Won't the FIFO still need to include/queue the 4 Byte Write Enables to handle 8/16/32 and split writes ? (or is that coded elsewhere?)
Someone would not really have the same address in both opcodes (would they ?)
I think these wr_en signals are decoded from the 2 lsb of the address which, I presume, should also determine the byte 8bit-left-shift multiplier
direct/random hub access should not flush the FIFO for best performance.
The direct access instructions would work around the FIFO accesses.

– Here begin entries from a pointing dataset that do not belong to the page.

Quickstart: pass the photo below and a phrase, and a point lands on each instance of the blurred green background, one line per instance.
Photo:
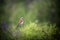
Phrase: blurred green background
(39, 19)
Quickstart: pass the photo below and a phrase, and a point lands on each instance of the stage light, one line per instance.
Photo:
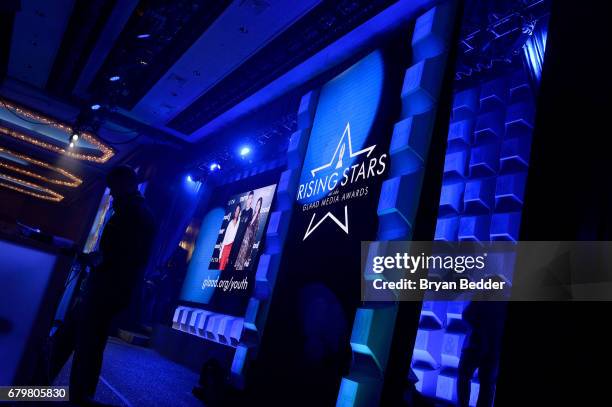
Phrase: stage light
(244, 151)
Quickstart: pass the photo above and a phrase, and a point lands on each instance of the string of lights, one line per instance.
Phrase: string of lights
(73, 181)
(45, 193)
(107, 152)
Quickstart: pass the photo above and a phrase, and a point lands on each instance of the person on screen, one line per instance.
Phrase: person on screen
(245, 219)
(244, 255)
(229, 238)
(125, 246)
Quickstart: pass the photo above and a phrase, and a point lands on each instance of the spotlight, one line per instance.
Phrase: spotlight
(244, 151)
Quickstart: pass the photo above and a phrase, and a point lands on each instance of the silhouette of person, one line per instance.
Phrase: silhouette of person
(125, 246)
(482, 347)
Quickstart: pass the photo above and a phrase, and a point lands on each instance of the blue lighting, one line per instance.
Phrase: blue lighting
(244, 151)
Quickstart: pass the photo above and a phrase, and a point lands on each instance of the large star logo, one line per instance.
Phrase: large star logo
(338, 159)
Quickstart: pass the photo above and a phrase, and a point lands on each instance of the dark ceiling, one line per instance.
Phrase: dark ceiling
(178, 65)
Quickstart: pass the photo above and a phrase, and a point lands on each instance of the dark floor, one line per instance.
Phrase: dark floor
(136, 376)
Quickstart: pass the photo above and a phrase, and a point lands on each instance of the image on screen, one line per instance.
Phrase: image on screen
(240, 234)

I just added those four bits. What I had posted was intended for the read FIFO, but now I'm making it handle both read and write.
I don't think Addr alone has enough info. an Aligned byte, looks the same as an aligned word or long, and for non-aligned which Chip hopes to support it gets even messier..
You could get I think that needs 4 BWE signals, to do what is needed (1 o 2 or 3 or 4 bytes changed ) in the single clock available.